When asked why he keeps coming back to Sozo after completing his course in hospitality, Mzoxolo Zwelibanzi says: “This is my happy place. Today I just have to come in. And here they assist you with your assignments, your schoolwork if you need any help like that.”

Sozo programmes are also highly commended, having received the Gold Award for Creating Opportunities for the Youth at the Department of Social Development Youth Excellence Awards in 2016. In 2017, they received the Gold Ministerial Youth Excellence Award for Creating Spaces for Identity and Belonging, also from the Department of Social Development. In 2018, they launched the social enterprise bakery The Wild Goose, and, in 2019, The Dancing Goat Roastery and Kingdom Builders.

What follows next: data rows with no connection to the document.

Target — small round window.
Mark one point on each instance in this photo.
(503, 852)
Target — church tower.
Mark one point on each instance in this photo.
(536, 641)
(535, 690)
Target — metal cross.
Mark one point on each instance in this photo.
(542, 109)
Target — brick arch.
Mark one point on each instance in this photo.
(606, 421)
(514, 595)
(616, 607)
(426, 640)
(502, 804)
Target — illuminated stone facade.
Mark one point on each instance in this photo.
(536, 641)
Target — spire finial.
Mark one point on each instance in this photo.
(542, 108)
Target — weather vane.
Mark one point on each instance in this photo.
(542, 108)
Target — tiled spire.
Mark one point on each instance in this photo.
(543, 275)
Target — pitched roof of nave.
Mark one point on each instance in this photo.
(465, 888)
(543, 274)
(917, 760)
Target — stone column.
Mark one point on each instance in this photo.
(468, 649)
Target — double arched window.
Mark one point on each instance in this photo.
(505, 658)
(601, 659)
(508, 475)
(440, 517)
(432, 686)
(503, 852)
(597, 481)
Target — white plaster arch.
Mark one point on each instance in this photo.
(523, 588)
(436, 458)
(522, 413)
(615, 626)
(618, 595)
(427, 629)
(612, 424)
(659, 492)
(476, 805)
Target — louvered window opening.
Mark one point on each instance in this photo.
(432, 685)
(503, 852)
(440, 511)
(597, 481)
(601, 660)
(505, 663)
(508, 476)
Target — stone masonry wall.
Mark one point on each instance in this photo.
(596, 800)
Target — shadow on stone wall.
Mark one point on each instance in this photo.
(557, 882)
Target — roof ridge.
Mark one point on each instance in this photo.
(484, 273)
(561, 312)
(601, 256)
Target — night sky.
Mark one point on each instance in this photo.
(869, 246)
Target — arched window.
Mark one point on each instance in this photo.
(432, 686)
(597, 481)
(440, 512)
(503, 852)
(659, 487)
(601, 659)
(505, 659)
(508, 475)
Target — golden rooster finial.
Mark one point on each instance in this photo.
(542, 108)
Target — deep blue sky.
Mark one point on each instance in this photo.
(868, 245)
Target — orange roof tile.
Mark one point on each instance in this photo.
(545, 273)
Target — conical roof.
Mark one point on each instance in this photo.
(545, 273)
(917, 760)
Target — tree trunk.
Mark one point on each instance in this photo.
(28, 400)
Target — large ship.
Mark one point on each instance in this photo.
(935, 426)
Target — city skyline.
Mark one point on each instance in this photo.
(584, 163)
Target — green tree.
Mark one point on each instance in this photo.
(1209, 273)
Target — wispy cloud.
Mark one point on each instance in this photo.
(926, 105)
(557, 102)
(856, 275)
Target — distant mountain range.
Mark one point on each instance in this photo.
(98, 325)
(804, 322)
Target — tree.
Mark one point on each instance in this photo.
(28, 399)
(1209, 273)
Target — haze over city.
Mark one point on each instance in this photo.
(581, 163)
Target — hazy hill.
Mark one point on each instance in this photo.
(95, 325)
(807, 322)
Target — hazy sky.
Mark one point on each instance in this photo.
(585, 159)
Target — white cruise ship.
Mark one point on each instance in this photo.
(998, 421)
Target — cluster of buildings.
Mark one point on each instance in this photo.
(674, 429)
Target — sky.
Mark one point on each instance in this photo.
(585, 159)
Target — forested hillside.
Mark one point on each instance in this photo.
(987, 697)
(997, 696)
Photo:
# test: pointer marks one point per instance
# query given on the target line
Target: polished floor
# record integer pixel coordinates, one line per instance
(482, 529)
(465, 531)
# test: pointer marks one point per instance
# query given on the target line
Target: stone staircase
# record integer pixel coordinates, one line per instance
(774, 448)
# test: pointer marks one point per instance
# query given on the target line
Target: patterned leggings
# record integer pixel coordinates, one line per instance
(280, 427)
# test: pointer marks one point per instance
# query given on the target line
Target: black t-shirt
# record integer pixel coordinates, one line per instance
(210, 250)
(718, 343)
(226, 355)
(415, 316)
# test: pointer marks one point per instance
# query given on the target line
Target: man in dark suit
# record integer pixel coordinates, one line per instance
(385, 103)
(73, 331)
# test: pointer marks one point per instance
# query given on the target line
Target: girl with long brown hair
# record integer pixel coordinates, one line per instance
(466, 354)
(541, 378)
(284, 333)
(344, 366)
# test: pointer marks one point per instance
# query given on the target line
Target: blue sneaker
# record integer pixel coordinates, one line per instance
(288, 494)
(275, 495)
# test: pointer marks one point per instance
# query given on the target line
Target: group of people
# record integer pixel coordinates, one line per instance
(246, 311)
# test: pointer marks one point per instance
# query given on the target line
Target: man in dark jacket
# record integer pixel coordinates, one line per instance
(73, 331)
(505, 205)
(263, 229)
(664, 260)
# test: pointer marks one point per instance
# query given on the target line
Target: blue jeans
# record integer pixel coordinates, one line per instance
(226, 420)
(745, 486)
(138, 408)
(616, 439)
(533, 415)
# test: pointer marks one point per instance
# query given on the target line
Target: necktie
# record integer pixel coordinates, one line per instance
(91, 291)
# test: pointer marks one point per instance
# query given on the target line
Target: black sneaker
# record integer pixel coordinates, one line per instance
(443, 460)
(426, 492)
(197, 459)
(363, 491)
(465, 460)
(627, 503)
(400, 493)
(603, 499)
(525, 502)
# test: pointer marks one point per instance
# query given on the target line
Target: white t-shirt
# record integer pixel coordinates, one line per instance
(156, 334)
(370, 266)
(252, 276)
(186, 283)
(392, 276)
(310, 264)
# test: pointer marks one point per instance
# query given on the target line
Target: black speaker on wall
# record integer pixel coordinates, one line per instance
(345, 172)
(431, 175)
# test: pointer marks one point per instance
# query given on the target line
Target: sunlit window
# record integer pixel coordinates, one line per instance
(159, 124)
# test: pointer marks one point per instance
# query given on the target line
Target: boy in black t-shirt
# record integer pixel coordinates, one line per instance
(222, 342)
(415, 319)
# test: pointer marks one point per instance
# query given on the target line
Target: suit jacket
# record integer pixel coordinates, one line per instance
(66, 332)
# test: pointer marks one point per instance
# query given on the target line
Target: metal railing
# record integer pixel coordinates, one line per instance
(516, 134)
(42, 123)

“Sozo is helping to break generational cycles of poverty, rejection, and neglect. Young people who were previously sitting at home, unable to find employment or support themselves, are learning the skills needed to get jobs and begin their careers. Many of them work as entrepreneurs and strive to employ others from their neighbourhoods, while others join industries and change workforce dynamics,” Olivier says.

And plans for changing the community even further in future are already in motion, she adds.

“The next 10 years are proving to already be exciting and full of growth as we move into a new facility for skills training and social enterprises in July. We have secured a three-year lease on a 660 square metre building in the neighbouring Capricorn Business Park and will continue to use the current Youth Café site for our Educentre programme. Our long-term goal is to purchase the building for sustainability and future growth.”

But underpinning every action, activity and programme, Olivier concludes, is love.

“It is the highest value in every training, tutoring, and life skill session – transforming lives from the inside out. Against all odds, Sozo rewrites the script for thousands of young people who encounter the truth that in this tribe, ‘You belong, and you are loved’.”